C’erano una volta le lavandaie e gli uncinatori...

Il fiume Tevere ha rappresentato una risorsa economica per le famiglie legate ad antichi lavori come raccoglitori di legna e lavandaie a Pretola. La pratica è durata fino agli anni Cinquanta, con 369 lavandaie tra Pretola e Ponte Rio. Si spera che le tradizioni vengano tramandate ai giovani.

Un testimone del posto il signor Anselmo Diarena racconta che: “Famije ntère émo vissuto col fiume”. Prima di sposarsi disse alla futura moglie: “Prega Dio che quel giorno nce sia la piena che alora dovrè venì a casa mia da sola”. Uomini e donne legati al fiume e che svolgevano antichi lavori come quello dei raccoglitori di legna dal fiume e quello delle lavandaie.
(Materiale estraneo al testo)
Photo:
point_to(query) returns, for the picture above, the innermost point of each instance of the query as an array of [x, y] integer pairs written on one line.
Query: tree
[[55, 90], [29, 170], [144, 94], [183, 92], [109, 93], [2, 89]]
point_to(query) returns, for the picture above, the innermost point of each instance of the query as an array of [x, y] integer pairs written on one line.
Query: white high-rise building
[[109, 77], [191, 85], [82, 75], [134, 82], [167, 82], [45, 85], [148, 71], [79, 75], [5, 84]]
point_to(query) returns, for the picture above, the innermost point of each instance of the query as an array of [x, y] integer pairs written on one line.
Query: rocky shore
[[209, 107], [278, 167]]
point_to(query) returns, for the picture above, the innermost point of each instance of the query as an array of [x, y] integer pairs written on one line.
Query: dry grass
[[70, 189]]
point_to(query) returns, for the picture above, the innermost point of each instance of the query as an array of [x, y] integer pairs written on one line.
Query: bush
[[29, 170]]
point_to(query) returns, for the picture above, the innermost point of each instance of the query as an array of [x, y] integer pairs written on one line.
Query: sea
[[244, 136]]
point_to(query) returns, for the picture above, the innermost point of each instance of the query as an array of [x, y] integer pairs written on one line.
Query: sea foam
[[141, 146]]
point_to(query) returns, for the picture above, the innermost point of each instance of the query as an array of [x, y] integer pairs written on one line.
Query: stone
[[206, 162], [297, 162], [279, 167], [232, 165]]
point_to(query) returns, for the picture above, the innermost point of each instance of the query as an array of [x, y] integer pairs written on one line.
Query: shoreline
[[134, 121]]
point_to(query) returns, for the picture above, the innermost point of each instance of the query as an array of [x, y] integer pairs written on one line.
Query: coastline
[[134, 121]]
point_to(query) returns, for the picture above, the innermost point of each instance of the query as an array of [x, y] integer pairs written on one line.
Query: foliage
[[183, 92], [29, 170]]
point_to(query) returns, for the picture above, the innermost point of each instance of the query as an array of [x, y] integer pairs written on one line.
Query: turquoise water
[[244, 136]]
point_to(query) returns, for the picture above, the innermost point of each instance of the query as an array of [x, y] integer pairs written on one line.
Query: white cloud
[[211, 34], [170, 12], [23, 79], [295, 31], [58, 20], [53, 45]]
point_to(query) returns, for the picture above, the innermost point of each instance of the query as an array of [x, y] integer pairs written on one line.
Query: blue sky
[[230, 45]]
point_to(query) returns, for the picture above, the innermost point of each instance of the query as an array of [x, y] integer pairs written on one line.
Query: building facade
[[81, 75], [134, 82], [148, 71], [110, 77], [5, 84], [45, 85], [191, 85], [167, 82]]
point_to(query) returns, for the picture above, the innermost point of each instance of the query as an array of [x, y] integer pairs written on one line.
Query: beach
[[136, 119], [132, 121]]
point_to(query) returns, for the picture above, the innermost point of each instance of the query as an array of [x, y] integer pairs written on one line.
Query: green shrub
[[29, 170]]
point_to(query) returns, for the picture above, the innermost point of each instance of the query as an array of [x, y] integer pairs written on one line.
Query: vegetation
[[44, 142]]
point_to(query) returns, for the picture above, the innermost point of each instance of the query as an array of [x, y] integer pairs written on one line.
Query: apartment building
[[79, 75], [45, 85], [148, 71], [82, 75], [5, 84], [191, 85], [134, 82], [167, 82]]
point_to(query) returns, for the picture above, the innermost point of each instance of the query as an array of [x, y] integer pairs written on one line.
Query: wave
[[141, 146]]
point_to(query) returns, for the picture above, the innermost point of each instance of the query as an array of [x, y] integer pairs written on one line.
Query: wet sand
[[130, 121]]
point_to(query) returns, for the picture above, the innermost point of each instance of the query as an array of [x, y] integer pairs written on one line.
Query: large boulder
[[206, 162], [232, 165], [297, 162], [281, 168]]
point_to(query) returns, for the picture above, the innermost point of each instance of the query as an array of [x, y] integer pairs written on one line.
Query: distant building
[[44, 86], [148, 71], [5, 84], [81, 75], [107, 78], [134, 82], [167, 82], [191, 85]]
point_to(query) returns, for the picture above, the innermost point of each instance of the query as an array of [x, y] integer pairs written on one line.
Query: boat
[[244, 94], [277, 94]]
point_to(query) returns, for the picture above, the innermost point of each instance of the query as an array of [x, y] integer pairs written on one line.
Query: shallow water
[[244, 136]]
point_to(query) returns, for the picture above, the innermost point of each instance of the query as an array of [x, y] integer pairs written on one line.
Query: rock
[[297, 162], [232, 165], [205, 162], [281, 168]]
Uncinatori (o chiappalegno) prendono il nome dallo strumento in legno, l’uncinèa ricavato dalla ramificazione dell’acero campestre: questo legato ad una lunga corda, veniva lanciato nel corso delle piene del Tevere sulla superficie dell’acqua per recuperare rami, tronchi, parti di alberi, bestie vive. La legna messa ad asciugare veniva utilizzata per il fuoco sia per le case che per l’attività ad esso connessa quella delle lavandaie che bruciavano i legni nella fornacetta per scaldare l’acqua e fare la “bucata”. A fine 1800 in questa zona di Pretola era nata una vera “industria” che aveva reso il paese la “lavanderia di Perugia”. Fu creato un sistema di lavaggio con il quale facevano fronte alle richieste delle famiglie benestanti di Perugia. La pratica di lavare panni nel fiume fu portata avanti fino agli anni Cinquanta con 369 lavandaie tra Pretola e Ponte Rio. L’ultima, Elda Giovagnoni, ci ha lasciato questa testimonianza: “Il fiume, per la mia famiglia e per il nostro paese, rappresentava una grande risorsa economica”. Si spera che i giovani tramandino queste tradizioni e non dimentichino il “Sentiero dei raccoglitori di legna”.